I stopped talking when he moved closer, one hand on the back of the couch, the other on the arm, caging me into the corner.

“Say the words,” he ordered on a pained whisper.

“I think you should leave.”

“Not the words.”

“Back up,” I pleaded, but he got closer. Mere inches separated our bodies—less separated our mouths.

His breath breezed over my skin as he ground out, “Still not the words.”

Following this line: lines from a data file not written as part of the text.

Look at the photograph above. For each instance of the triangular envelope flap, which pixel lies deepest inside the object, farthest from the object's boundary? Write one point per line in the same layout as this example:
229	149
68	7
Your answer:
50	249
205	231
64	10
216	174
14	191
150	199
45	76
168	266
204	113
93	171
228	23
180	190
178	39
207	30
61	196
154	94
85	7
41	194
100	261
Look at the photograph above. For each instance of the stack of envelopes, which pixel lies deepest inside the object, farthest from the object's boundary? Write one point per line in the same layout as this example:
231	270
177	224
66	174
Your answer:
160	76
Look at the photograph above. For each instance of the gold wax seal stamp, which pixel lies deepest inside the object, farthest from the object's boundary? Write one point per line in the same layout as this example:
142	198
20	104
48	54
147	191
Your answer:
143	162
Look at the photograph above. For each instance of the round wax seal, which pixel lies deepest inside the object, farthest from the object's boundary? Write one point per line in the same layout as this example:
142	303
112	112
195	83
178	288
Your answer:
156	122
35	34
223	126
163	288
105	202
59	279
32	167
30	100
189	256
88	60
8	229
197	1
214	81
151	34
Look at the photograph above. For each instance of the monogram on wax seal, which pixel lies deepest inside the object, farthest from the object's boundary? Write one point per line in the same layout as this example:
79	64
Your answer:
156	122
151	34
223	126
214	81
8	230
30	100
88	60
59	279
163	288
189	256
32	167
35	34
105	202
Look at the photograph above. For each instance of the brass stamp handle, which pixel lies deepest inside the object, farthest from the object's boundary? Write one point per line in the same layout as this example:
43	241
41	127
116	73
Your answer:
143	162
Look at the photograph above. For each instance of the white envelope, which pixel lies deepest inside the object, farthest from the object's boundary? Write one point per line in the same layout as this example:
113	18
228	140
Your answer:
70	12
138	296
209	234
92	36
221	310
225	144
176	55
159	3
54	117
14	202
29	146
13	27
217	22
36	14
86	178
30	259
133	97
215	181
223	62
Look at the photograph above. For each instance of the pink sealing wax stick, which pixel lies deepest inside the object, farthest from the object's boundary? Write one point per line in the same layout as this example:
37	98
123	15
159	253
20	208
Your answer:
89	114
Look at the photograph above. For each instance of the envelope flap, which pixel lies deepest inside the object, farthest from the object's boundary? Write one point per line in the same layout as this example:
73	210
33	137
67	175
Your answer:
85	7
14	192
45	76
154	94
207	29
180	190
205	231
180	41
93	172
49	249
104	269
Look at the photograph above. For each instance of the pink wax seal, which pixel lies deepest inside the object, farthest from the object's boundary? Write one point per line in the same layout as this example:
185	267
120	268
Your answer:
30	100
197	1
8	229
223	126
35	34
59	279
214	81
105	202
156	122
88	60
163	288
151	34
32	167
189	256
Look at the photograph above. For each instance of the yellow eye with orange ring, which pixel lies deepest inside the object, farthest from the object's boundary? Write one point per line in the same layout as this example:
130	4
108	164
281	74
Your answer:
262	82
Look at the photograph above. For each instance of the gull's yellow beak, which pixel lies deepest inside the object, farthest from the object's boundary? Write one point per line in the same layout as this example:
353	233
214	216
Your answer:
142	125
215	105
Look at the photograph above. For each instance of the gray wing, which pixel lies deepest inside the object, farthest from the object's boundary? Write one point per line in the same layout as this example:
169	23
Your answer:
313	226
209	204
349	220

My pulse spiked at the same time my mouth dried.

He was too close.

Way, way, way too…

I closed my eyes.

He was wearing a different cologne, but the underlying smell of clean soap and shampoo was still my Roman, and the smell assaulted my olfactory senses at full force. But it was the subtle hit of beer on his breath that transported me back in time to a moment that seemed as though it had been nearly a million years ago, and it felt as though it had been even longer than that.



After numerous plates of chicken parmesan—all of which were wrong—Roman and I went out dancing at a hole-in-the-wall salsa bar downtown. Neither of us knew how to salsa, but we both made fools of ourselves trying to learn. I proved myself to be a quick study. Roman not so much, but he never quit. He also never took his eyes—or his hands—off me.

On the way home, we stopped at a food cart to pick up a two a.m. snack. Roman was almost as drunk as I was, and neither of us could stop laughing long enough to order.

“Two gyros. Extra Z. Add feta,” he finally got out, blindly waving a twenty at the cashier. He pulled me into his arms and kissed the top of my hair.

“Oh my God, you ordered for me again.” I feigned horror, playfully pushing him away.

He grinned with pride. “Sure did.”

“And what if I don’t like gyros?”

He swayed toward me, gliding his hand up the back of my neck and into my hair. “Everyone likes gyros.”

“Not everyone,” I laughed only to be silenced when he tilted his head down and brushed his nose with mine.

He hadn’t kissed me yet. I wasn’t sure what the hold-up was, because God knows I’d given every signal I could think of—including a few I’d invented on the fly.

He dropped his forehead to mine and stayed close as I silently willed him closer.

When his mouth never made contact, I licked my lips and whispered, “I don’t eat lamb.”

His other arm hooked around my waist to bring our bodies flush. The intoxicating scent of clean sweat and beer invaded my senses. I closed my eyes and breathed deeply, holding it in for as long as my lungs would allow, engraining it into my memory so I could never lose it—lose him.

As I exhaled, I felt his breath at my ear.

“It’s a food cart, Lissy. I assure you these are beef.”

It wasn’t a sexy statement by anyone’s standard, but it still made my knees weak.

Pressing my breasts against his chest, I raked my nails up his back. Then I whispered my own unsexy reply, “Oh. Okay, then. I like beef.”

He stared at me for several beats, his eyes heating despite our ridiculous conversation.

My chest heaved impatiently.

Kiss me.

As though he’d heard my silent plea, his face split into a gorgeous grin.

A nanosecond later, in front of a food cart, while a dozen hungry drunks stumbled around us, Roman Leblanc changed my life.

But it wasn’t with a kiss.

“Marry me,” he breathed.



My eyes popped open.

“Say the words,” he growled into my face.

“Roman, please.” I pressed a hand to his chest and shimmied up the couch so he was no longer looming inches from my face—and my mouth. His eyes were still scary, but the way he watched me held more than just anger.

That might have been the most terrifying part of all.

“Look, I didn’t mean that you couldn’t be involved. I only meant that you didn’t have to be involved. You know…because—”

“The kid wouldn’t be mine,” he finished for me.

Yes. Exactly that. “No. That’s not it.”

“Then. What. Is it?”

Um…the kid’s not yours, and you didn’t exactly stick around after the first one.

“We aren’t together anymore. I didn’t figure you’d want to get—”

“I swear to God, if you say involved, I’m going to lose my mind.”

I’d seen Roman lose his mind, and it was not pretty. I valued my coffee table, so I bit my lip.